Repository contains three Python utilities, one README, and one HTML helper page. The core purpose is exploitation of an alleged Marimo pre-auth remote code execution issue via unauthenticated WebSocket access to /terminal/ws on port 2718. CVE-2026-39987_exploit.py is a simple interactive exploit that opens a ws:// or wss:// connection and forwards stdin/stdout for shell-like interaction. CVE-2026-39987_scanner.py is a more aggressive probe script that connects to the same endpoint and sends hardcoded commands to confirm execution, including sensitive file reads. exploit_fast.py is the most feature-rich implementation: it optionally checks /api/version, compares versions against <0.23.0, supports single-command execution, interactive mode, and reverse-shell payload generation. The payload format in exploit_fast.py differs from the simpler exploit/scanner by sending JSON objects with type=exec and command fields, suggesting either multiple protocol assumptions or inconsistent understanding of the target protocol. website.html appears to be a local command-reference UI rather than exploit logic. Overall, this is a standalone Python exploit repository, not tied to a major framework. It is operational because it includes working exploit routines and payload generation, but payload customization is basic and mostly operator-supplied. The repository also shows internal inconsistency in claimed affected versions (README says <=0.20.4 while exploit_fast.py checks <0.23.0), which reduces confidence in targeting accuracy.

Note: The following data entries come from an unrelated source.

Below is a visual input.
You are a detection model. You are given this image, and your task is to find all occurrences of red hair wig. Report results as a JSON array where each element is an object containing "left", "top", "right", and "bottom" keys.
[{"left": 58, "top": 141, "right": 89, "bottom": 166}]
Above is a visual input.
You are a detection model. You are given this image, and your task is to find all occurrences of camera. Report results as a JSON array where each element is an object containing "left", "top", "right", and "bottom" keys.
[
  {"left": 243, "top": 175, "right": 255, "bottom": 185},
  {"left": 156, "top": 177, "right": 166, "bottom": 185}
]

mki9Disclosed Apr 13, 2026pythonhtmlwebnetwork
marimo_CVE-2026-39987_RCE_PoCMaturityPoCFrameworknucleiVerified exploit

Repository contains a Python proof-of-concept exploit and a Nuclei template for CVE-2026-39987, targeting Marimo versions earlier than 0.23.0. The main exploit script, CVE-2026-39987_PoC.py, performs optional passive checks against /favicon.ico and /api/version, then converts the supplied base URL into a ws:// or wss:// connection to /terminal/ws and uses that unauthenticated terminal WebSocket to execute attacker-supplied commands. The script supports three main modes: one-shot command execution, interactive shell mode, and reverse shell generation using an operator-supplied callback IP and port. SSL verification is disabled for HTTPS targets, and the script includes basic operator prompts and dependency checks. The repository also includes CVE-2026-39987_nuclei.yaml, which is a detection template rather than an exploit; it fingerprints Marimo via favicon hash -1864630356, extracts the version from /api/version, and checks whether /terminal/ws responds as a WebSocket endpoint. Supporting files include README.md with usage examples, impact notes, remediation guidance, and example commands, plus requirements.txt and a short installation/usage note. Overall, this is a functional operational PoC for unauthenticated remote command execution against exposed vulnerable Marimo instances, accompanied by a scanner template for identification.